A Shared Responsibility

In a democracy, a government's budget is ultimately our collective moral statement, made by the representatives we elect, in our name, with our tax dollars. That is not a rhetorical point. It is the actual mechanism of self-governance. We need to vote for the people who will spend the money they are entrusted with for the things making society as a whole work better. This is not a partisan idea. It is the foundational logic of self-governance.


This is why civic engagement is not optional for people who care about the values their government expresses. We can't shove these things under the rug with “oh, we don't talk about politics here.” Life in a society is ultimately political. 
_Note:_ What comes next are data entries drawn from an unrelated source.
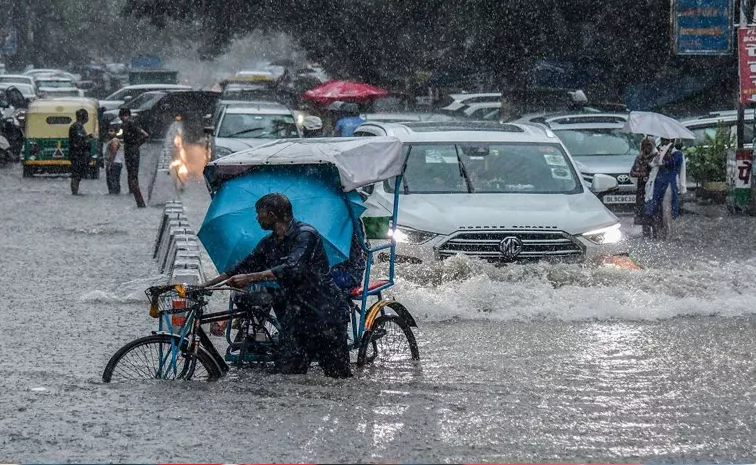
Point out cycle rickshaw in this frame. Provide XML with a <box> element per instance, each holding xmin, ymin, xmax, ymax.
<box><xmin>103</xmin><ymin>137</ymin><xmax>419</xmax><ymax>382</ymax></box>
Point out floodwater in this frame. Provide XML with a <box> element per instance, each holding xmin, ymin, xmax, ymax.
<box><xmin>0</xmin><ymin>143</ymin><xmax>756</xmax><ymax>463</ymax></box>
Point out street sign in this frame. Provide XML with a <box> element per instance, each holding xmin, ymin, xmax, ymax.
<box><xmin>672</xmin><ymin>0</ymin><xmax>734</xmax><ymax>55</ymax></box>
<box><xmin>738</xmin><ymin>27</ymin><xmax>756</xmax><ymax>105</ymax></box>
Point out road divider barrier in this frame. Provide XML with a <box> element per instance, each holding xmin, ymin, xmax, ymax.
<box><xmin>152</xmin><ymin>200</ymin><xmax>205</xmax><ymax>284</ymax></box>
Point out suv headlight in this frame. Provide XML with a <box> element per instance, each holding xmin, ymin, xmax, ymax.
<box><xmin>389</xmin><ymin>226</ymin><xmax>437</xmax><ymax>244</ymax></box>
<box><xmin>213</xmin><ymin>147</ymin><xmax>234</xmax><ymax>158</ymax></box>
<box><xmin>582</xmin><ymin>223</ymin><xmax>622</xmax><ymax>245</ymax></box>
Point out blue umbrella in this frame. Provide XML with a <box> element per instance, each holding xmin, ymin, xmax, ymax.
<box><xmin>197</xmin><ymin>167</ymin><xmax>365</xmax><ymax>272</ymax></box>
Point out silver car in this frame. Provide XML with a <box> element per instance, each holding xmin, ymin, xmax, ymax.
<box><xmin>512</xmin><ymin>113</ymin><xmax>643</xmax><ymax>209</ymax></box>
<box><xmin>209</xmin><ymin>102</ymin><xmax>302</xmax><ymax>160</ymax></box>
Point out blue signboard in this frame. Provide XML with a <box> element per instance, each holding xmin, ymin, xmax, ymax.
<box><xmin>672</xmin><ymin>0</ymin><xmax>734</xmax><ymax>55</ymax></box>
<box><xmin>0</xmin><ymin>27</ymin><xmax>18</xmax><ymax>55</ymax></box>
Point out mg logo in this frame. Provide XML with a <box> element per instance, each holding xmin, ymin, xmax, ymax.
<box><xmin>499</xmin><ymin>236</ymin><xmax>522</xmax><ymax>258</ymax></box>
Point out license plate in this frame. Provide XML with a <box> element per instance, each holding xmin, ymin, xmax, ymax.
<box><xmin>604</xmin><ymin>195</ymin><xmax>635</xmax><ymax>204</ymax></box>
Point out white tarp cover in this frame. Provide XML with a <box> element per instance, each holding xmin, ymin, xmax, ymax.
<box><xmin>208</xmin><ymin>137</ymin><xmax>404</xmax><ymax>192</ymax></box>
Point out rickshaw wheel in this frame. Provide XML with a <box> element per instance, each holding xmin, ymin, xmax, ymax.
<box><xmin>357</xmin><ymin>315</ymin><xmax>420</xmax><ymax>367</ymax></box>
<box><xmin>102</xmin><ymin>334</ymin><xmax>222</xmax><ymax>383</ymax></box>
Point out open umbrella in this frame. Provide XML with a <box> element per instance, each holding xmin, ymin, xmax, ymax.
<box><xmin>302</xmin><ymin>81</ymin><xmax>388</xmax><ymax>105</ymax></box>
<box><xmin>197</xmin><ymin>168</ymin><xmax>365</xmax><ymax>272</ymax></box>
<box><xmin>622</xmin><ymin>111</ymin><xmax>696</xmax><ymax>139</ymax></box>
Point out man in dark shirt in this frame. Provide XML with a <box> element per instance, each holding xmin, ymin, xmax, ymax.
<box><xmin>204</xmin><ymin>194</ymin><xmax>352</xmax><ymax>378</ymax></box>
<box><xmin>118</xmin><ymin>108</ymin><xmax>149</xmax><ymax>208</ymax></box>
<box><xmin>68</xmin><ymin>108</ymin><xmax>91</xmax><ymax>195</ymax></box>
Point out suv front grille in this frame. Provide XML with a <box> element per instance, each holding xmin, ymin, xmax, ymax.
<box><xmin>437</xmin><ymin>231</ymin><xmax>583</xmax><ymax>260</ymax></box>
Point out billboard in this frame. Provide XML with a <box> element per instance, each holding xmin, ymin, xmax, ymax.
<box><xmin>672</xmin><ymin>0</ymin><xmax>735</xmax><ymax>55</ymax></box>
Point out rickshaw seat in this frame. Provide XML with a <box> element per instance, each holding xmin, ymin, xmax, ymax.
<box><xmin>349</xmin><ymin>279</ymin><xmax>388</xmax><ymax>297</ymax></box>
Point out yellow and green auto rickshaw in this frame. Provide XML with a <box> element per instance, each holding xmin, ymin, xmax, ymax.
<box><xmin>23</xmin><ymin>97</ymin><xmax>100</xmax><ymax>179</ymax></box>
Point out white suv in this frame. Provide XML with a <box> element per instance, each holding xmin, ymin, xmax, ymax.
<box><xmin>355</xmin><ymin>122</ymin><xmax>625</xmax><ymax>262</ymax></box>
<box><xmin>210</xmin><ymin>102</ymin><xmax>302</xmax><ymax>160</ymax></box>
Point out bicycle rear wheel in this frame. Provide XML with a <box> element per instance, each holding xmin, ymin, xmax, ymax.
<box><xmin>102</xmin><ymin>334</ymin><xmax>222</xmax><ymax>383</ymax></box>
<box><xmin>357</xmin><ymin>315</ymin><xmax>420</xmax><ymax>366</ymax></box>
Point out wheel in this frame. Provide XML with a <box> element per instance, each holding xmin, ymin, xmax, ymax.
<box><xmin>102</xmin><ymin>334</ymin><xmax>222</xmax><ymax>383</ymax></box>
<box><xmin>226</xmin><ymin>315</ymin><xmax>281</xmax><ymax>368</ymax></box>
<box><xmin>357</xmin><ymin>315</ymin><xmax>420</xmax><ymax>366</ymax></box>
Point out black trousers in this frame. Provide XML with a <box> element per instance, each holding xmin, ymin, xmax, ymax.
<box><xmin>105</xmin><ymin>163</ymin><xmax>123</xmax><ymax>194</ymax></box>
<box><xmin>276</xmin><ymin>307</ymin><xmax>352</xmax><ymax>378</ymax></box>
<box><xmin>235</xmin><ymin>290</ymin><xmax>352</xmax><ymax>378</ymax></box>
<box><xmin>125</xmin><ymin>150</ymin><xmax>145</xmax><ymax>207</ymax></box>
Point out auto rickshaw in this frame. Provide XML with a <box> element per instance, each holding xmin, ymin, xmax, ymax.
<box><xmin>22</xmin><ymin>98</ymin><xmax>100</xmax><ymax>179</ymax></box>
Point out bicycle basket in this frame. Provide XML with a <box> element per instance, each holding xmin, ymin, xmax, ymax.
<box><xmin>145</xmin><ymin>285</ymin><xmax>204</xmax><ymax>326</ymax></box>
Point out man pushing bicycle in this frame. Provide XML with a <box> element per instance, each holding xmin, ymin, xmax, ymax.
<box><xmin>196</xmin><ymin>193</ymin><xmax>352</xmax><ymax>378</ymax></box>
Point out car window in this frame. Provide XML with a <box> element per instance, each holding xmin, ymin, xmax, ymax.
<box><xmin>218</xmin><ymin>113</ymin><xmax>299</xmax><ymax>139</ymax></box>
<box><xmin>554</xmin><ymin>129</ymin><xmax>643</xmax><ymax>157</ymax></box>
<box><xmin>37</xmin><ymin>80</ymin><xmax>76</xmax><ymax>89</ymax></box>
<box><xmin>124</xmin><ymin>93</ymin><xmax>165</xmax><ymax>110</ymax></box>
<box><xmin>385</xmin><ymin>143</ymin><xmax>582</xmax><ymax>194</ymax></box>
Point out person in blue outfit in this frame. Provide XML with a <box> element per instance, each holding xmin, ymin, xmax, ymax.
<box><xmin>646</xmin><ymin>139</ymin><xmax>684</xmax><ymax>239</ymax></box>
<box><xmin>335</xmin><ymin>103</ymin><xmax>365</xmax><ymax>137</ymax></box>
<box><xmin>203</xmin><ymin>193</ymin><xmax>352</xmax><ymax>378</ymax></box>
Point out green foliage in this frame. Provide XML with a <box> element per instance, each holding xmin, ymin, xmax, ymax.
<box><xmin>685</xmin><ymin>125</ymin><xmax>734</xmax><ymax>183</ymax></box>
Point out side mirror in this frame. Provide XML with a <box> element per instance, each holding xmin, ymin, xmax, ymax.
<box><xmin>591</xmin><ymin>174</ymin><xmax>618</xmax><ymax>193</ymax></box>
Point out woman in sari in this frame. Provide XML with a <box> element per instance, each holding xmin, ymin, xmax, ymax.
<box><xmin>630</xmin><ymin>138</ymin><xmax>656</xmax><ymax>237</ymax></box>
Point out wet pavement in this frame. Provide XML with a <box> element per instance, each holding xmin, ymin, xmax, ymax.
<box><xmin>0</xmin><ymin>144</ymin><xmax>756</xmax><ymax>463</ymax></box>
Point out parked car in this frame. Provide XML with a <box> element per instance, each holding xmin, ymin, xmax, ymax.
<box><xmin>360</xmin><ymin>113</ymin><xmax>458</xmax><ymax>123</ymax></box>
<box><xmin>441</xmin><ymin>92</ymin><xmax>501</xmax><ymax>112</ymax></box>
<box><xmin>355</xmin><ymin>122</ymin><xmax>624</xmax><ymax>262</ymax></box>
<box><xmin>0</xmin><ymin>74</ymin><xmax>38</xmax><ymax>94</ymax></box>
<box><xmin>102</xmin><ymin>90</ymin><xmax>220</xmax><ymax>142</ymax></box>
<box><xmin>34</xmin><ymin>75</ymin><xmax>84</xmax><ymax>98</ymax></box>
<box><xmin>207</xmin><ymin>102</ymin><xmax>302</xmax><ymax>160</ymax></box>
<box><xmin>100</xmin><ymin>84</ymin><xmax>192</xmax><ymax>111</ymax></box>
<box><xmin>0</xmin><ymin>82</ymin><xmax>39</xmax><ymax>105</ymax></box>
<box><xmin>24</xmin><ymin>69</ymin><xmax>80</xmax><ymax>83</ymax></box>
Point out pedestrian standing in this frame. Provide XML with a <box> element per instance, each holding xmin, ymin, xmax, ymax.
<box><xmin>68</xmin><ymin>108</ymin><xmax>91</xmax><ymax>195</ymax></box>
<box><xmin>105</xmin><ymin>125</ymin><xmax>124</xmax><ymax>195</ymax></box>
<box><xmin>646</xmin><ymin>139</ymin><xmax>685</xmax><ymax>239</ymax></box>
<box><xmin>118</xmin><ymin>108</ymin><xmax>149</xmax><ymax>208</ymax></box>
<box><xmin>630</xmin><ymin>138</ymin><xmax>656</xmax><ymax>237</ymax></box>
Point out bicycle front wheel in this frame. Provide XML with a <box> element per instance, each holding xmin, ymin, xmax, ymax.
<box><xmin>102</xmin><ymin>334</ymin><xmax>222</xmax><ymax>383</ymax></box>
<box><xmin>357</xmin><ymin>315</ymin><xmax>420</xmax><ymax>366</ymax></box>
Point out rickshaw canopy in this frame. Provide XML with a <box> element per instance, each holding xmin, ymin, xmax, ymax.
<box><xmin>25</xmin><ymin>98</ymin><xmax>99</xmax><ymax>138</ymax></box>
<box><xmin>205</xmin><ymin>137</ymin><xmax>404</xmax><ymax>192</ymax></box>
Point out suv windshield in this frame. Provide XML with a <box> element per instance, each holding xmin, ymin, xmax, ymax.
<box><xmin>123</xmin><ymin>92</ymin><xmax>165</xmax><ymax>110</ymax></box>
<box><xmin>218</xmin><ymin>113</ymin><xmax>299</xmax><ymax>139</ymax></box>
<box><xmin>385</xmin><ymin>143</ymin><xmax>581</xmax><ymax>194</ymax></box>
<box><xmin>37</xmin><ymin>80</ymin><xmax>76</xmax><ymax>89</ymax></box>
<box><xmin>554</xmin><ymin>128</ymin><xmax>643</xmax><ymax>157</ymax></box>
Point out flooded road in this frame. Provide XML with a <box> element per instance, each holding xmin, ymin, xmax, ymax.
<box><xmin>0</xmin><ymin>144</ymin><xmax>756</xmax><ymax>463</ymax></box>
Understanding a budget and knowing what is in it, who wrote it, who voted for it, and who it helps and hurts, is one of the most direct ways to understand what your government actually believes, as opposed to what it says. It is a moral issue. Every major ethical tradition humans have developed, religious or secular, asks the same core question: who do we have obligations to, and how do we fulfill them? A budget is how a government answers that question.


Politicians routinely speak in the language of values: they talk about hard work, fairness, family, freedom, and responsibility. The budget is where those words get translated into action or revealed as rhetoric. When the words and the numbers align, that is integrity.


When they don't, that is information for voters to pay attention to, and in a democratic republic, it is exactly the kind of information citizens need to act on. Our Constitution begins, "We the people, in order to form a more perfect union," because it is meant to work for all of us.